How Do I Paint a Fishing Boat?

Blue Pacific (study). 6x10, oil on linen. 2016

Blue Pacific (study). about 6x10, oil on linen. 2016

The Fisherman's Terminal in Seattle is potential goldmine of artistic opportunity but the imagery is hard to capture when working on location. A painting partner described it as "the black diamond slope of plein air painting". 

The problem is really the amount of clutter that you see in any one view - boats overlapping each other, row upon row of them. That, together with the edges...loads and loads of edges. And the light...a binary choice between dull gray overcast or dazzling blue sky.

In the studio I've been trying to figure out an approach to painting all those wonderful boats at the terminal. In this study I'm looking to make the painting less about the boat and more about the atmosphere. I had to move the light around in the sky until I found a place where it worked. Then I had to lose all the detail in the boat and break up most of the edges.
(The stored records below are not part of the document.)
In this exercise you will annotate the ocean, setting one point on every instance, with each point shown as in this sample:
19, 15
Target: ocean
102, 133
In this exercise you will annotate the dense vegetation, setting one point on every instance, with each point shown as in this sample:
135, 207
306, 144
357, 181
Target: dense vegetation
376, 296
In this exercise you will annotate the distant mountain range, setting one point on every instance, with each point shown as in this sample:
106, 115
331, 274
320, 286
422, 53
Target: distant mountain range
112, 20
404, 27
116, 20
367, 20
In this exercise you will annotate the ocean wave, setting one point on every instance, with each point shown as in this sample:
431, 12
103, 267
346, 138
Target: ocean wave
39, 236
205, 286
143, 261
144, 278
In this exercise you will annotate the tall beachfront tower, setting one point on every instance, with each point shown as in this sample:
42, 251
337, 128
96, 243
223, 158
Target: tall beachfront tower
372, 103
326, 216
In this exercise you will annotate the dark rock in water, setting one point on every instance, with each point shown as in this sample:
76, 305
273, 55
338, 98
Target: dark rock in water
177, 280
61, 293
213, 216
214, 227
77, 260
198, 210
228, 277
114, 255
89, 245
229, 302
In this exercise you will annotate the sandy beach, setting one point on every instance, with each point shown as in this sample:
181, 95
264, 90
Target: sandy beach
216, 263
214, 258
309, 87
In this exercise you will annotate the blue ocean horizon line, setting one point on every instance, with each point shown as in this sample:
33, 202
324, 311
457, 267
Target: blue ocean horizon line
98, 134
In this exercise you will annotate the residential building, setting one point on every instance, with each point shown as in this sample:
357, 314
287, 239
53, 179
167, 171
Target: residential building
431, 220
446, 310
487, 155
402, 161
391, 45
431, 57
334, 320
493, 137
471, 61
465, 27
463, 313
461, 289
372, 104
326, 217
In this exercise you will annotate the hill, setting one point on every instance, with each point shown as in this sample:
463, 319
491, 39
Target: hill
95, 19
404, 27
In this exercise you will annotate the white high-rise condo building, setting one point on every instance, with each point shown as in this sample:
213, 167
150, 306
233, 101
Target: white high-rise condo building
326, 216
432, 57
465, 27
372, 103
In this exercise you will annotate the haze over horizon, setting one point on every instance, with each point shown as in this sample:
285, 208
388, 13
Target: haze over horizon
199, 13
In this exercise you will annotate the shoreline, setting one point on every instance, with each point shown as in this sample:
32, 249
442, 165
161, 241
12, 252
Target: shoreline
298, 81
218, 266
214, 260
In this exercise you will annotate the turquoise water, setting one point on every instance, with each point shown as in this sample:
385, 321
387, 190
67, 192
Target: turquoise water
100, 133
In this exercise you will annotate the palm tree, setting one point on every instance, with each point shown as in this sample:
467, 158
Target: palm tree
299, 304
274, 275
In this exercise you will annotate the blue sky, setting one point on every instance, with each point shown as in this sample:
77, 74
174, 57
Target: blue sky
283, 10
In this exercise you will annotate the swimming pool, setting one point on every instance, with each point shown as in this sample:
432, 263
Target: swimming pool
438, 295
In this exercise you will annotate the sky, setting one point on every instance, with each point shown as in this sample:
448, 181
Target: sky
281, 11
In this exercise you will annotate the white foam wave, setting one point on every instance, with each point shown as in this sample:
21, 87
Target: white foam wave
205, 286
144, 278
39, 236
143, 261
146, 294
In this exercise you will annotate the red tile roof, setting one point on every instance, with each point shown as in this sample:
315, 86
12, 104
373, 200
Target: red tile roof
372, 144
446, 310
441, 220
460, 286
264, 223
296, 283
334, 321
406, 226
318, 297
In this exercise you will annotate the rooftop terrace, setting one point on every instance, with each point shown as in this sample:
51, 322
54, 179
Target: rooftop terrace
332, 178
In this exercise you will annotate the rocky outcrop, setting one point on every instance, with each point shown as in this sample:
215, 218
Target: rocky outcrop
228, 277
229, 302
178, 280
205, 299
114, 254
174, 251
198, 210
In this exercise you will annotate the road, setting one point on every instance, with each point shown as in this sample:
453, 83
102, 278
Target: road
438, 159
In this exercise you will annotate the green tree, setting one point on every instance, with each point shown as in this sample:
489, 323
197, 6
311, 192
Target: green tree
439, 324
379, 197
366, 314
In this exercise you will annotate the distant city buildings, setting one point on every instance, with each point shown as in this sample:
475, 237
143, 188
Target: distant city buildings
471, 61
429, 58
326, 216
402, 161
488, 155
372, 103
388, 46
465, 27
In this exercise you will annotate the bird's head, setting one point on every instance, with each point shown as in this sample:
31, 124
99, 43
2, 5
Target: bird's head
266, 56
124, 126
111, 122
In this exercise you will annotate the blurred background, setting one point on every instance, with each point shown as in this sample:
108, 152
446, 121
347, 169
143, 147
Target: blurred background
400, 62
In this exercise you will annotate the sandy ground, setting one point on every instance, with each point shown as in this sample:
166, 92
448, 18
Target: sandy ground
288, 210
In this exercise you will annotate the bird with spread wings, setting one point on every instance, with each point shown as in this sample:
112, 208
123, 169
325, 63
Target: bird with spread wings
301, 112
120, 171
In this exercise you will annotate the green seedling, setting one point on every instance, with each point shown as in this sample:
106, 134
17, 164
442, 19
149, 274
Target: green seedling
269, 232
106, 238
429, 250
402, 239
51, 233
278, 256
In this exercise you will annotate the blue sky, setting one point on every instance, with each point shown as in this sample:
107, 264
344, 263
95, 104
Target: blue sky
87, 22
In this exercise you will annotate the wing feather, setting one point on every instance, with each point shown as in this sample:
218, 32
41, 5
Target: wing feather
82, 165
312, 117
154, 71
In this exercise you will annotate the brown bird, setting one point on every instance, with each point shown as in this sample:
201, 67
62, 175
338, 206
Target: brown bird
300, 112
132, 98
After doing all that, it seemed to come together into something that might be possible to do from life.

I've done studies of other fishing boats in the studio and they haven't always been a success - I've always tried to make the boat too central to the image so that it ends up looking like a portrait. Here it's just a jumble of organized shapes, messy and a little indistinct, which means I can tackle it in a more painterly way with a loose application of paint and lots of painting knife work.